A USDB presenter summarized February counts: 337 parent-infant program enrollees (ages 0–3), 315 campus students and outreach services reaching students across the state, yielding about 1,236 students in total. Staff reported 461 parent-infant visits in February and 1,518 audiology visits provided by nine audiologists, which the presenter described as the program’s 'heartbeat.'

Program highlights included student successes in national competitions (Gallaudet University literary awards), an annual USDB spelling bee across campuses, an expanding deaf-theater event now including other schools for the deaf, and statewide Braille Challenge participation. USDB also described experiential extracurricular trips (a Washington, D.C. visit and a planned 70-mile/48-hour boat-rowing challenge) and summer-camp planning supported in part by board-authorized enrichment funding.

Funding and staffing: the presenter thanked the board for approving up to $250,000 to support summer camps and extracurricular activities through the end of the year, and said staff are working with financial operations on FY27 budget needs. He identified active recruitment for a school psychologist, an imminent offer for a speech-language pathologist, and two educator vacancies.

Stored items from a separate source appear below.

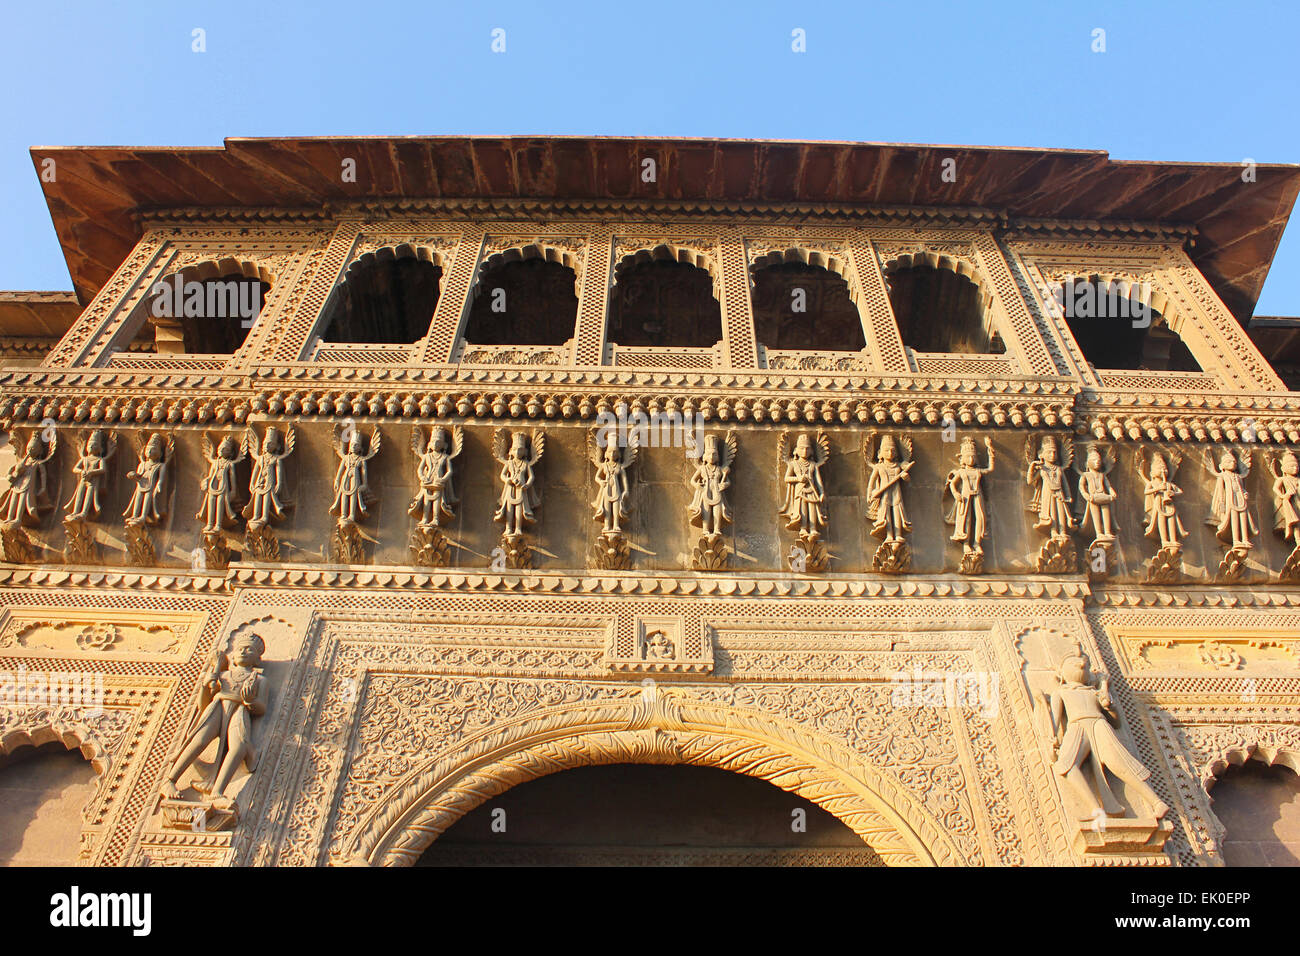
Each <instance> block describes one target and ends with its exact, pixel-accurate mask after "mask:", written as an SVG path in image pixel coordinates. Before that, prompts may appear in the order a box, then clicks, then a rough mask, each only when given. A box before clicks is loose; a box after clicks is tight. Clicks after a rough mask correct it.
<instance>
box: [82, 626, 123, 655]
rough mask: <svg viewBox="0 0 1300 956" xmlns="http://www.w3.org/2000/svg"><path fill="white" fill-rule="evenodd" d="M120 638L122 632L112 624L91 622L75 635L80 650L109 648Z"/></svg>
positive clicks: (121, 639) (116, 643) (102, 649)
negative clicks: (97, 623)
mask: <svg viewBox="0 0 1300 956" xmlns="http://www.w3.org/2000/svg"><path fill="white" fill-rule="evenodd" d="M120 640H122V632H121V631H118V630H117V627H116V626H114V624H91V626H90V627H87V628H86V630H85V631H82V632H81V633H79V635H77V646H78V648H81V649H82V650H110V649H112V648H113V645H114V644H117V643H118V641H120Z"/></svg>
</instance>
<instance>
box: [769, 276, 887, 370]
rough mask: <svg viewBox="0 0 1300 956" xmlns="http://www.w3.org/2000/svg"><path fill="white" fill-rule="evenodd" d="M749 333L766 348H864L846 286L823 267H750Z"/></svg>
mask: <svg viewBox="0 0 1300 956" xmlns="http://www.w3.org/2000/svg"><path fill="white" fill-rule="evenodd" d="M751 299H753V307H754V332H755V333H757V336H758V342H759V345H762V346H766V347H767V349H777V350H784V349H792V350H802V351H861V350H862V349H865V347H866V343H867V342H866V338H865V337H863V334H862V319H861V317H859V316H858V307H857V306H854V304H853V299H852V298H850V297H849V284H848V282H845V281H844V278H842V277H840V276H837V274H835V273H833V272H831V271H829V269H826V268H823V267H819V265H809V264H806V263H780V264H776V265H766V267H761V268H757V269H754V289H753V294H751Z"/></svg>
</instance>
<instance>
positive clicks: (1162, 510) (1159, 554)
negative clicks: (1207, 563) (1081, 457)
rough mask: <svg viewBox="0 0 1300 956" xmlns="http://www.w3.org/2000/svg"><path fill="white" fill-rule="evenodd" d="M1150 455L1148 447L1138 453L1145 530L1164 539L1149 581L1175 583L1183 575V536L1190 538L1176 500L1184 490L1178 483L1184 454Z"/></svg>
mask: <svg viewBox="0 0 1300 956" xmlns="http://www.w3.org/2000/svg"><path fill="white" fill-rule="evenodd" d="M1149 455H1151V457H1149V459H1148V451H1147V449H1145V447H1140V449H1138V454H1136V455H1135V464H1136V467H1138V473H1139V475H1140V476H1141V480H1143V502H1144V507H1145V511H1147V528H1145V531H1144V532H1143V533H1144V535H1145V536H1147V537H1151V538H1156V540H1157V541H1160V549H1158V550H1157V551H1156V557H1154V558H1153V559H1152V562H1151V567H1149V568H1148V571H1147V580H1148V581H1152V583H1158V584H1171V583H1175V581H1180V580H1182V578H1183V557H1182V551H1183V538H1184V537H1187V528H1184V527H1183V522H1182V520H1180V519H1179V518H1178V506H1177V505H1175V502H1174V498H1177V497H1179V496H1180V494H1182V493H1183V489H1182V488H1179V486H1178V485H1175V484H1174V476H1175V475H1177V473H1178V466H1179V464H1180V463H1182V460H1183V457H1182V455H1179V454H1178V453H1175V451H1156V450H1152V451H1151V453H1149ZM1148 460H1149V462H1151V464H1149V466H1148ZM1148 468H1149V471H1148Z"/></svg>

Operational notes: USDB staff said outreach and expanded-core services (ECS) will continue traveling TVIs and local programming for families; USIMAC (accessible-textbook service) is taking orders for 2026 and expects volumes to rise. Staff also noted technical accessibility challenges with some statewide apps (SafeUT) for deaf students and the need to balance centralized tools with local, person-centered plans.

What’s next: USDB will finalize FY27 budget requests with financial operations and follow up on staffing recruitment; board members asked staff to share written reports and video materials that were distributed before the meeting.